Économiste de formation, rompue aux mécanismes de cadrage macro-budgétaire et aux exigences de la gouvernance financière moderne, Mariama Ciré Sylla s’est illustrée par un parcours international qui l’a familiarisée avec les enjeux de soutenabilité de la dette, de mobilisation des ressources internes et de dialogue avec les bailleurs de fonds. Son arrivée à la tête d’un ministère fusionnant Budget, Finances et Économie traduit une volonté politique claire : mieux articuler la stratégie économique, la programmation budgétaire et les instruments de financement de l’État, afin de gagner en cohérence, en efficacité et en crédibilité.
Elle succède à Mourana Soumah, qui occupait jusqu’alors le poste de ministre de l’Économie et des Finances. Haut fonctionnaire expérimenté, Mourana Soumah laisse derrière lui un bilan marqué par des efforts de redressement des équilibres macroéconomiques, une attention soutenue portée à la discipline budgétaire et une volonté de normaliser les relations financières de la Guinée avec ses partenaires techniques et financiers. Son action s’est inscrite dans une phase de stabilisation, visant à renforcer la crédibilité de l’État et à remettre de l’ordre dans la gestion des finances publiques, même si plusieurs chantiers structurants restent ouverts, notamment l’élargissement de l’assiette fiscale, l’efficacité de la dépense publique et la qualité de l’investissement.

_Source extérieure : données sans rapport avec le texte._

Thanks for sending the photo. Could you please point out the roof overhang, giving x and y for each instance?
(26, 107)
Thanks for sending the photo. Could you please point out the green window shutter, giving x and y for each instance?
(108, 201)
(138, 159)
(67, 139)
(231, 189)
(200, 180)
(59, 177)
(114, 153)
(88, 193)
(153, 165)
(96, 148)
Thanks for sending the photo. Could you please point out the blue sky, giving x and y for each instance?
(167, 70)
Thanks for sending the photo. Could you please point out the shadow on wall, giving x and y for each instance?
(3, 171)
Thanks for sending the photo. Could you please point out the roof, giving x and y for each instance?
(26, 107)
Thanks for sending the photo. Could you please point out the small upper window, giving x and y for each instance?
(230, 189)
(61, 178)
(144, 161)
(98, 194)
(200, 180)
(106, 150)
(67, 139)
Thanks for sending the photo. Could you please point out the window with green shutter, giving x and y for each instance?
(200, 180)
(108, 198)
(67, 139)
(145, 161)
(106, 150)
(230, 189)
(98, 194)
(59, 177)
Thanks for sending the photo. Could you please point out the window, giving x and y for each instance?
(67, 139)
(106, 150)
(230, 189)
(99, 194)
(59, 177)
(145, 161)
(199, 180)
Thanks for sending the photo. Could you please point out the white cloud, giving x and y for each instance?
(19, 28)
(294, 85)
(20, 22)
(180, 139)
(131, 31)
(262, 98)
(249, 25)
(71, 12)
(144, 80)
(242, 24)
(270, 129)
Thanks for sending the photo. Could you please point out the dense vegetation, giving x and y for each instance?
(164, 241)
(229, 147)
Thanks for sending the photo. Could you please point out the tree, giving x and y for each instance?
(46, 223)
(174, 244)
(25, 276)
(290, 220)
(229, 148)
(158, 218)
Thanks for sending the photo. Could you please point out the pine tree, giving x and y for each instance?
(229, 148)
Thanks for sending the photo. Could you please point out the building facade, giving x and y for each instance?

Mariama Ciré Sylla hérite ainsi d’un cadre assaini mais encore fragile, dans lequel la continuité devra s’accompagner d’inflexions ciblées. Attendue sur la poursuite des réformes, la rationalisation des dépenses et l’amélioration de l’exécution budgétaire, elle devra également impulser une dynamique économique capable de concilier rigueur financière et croissance inclusive. Sa nomination envoie un signal fort aux marchés, aux investisseurs et aux institutions internationales : la Guinée entend renforcer la crédibilité de sa politique économique et faire du pilotage budgétaire un levier central de sa stratégie de développement.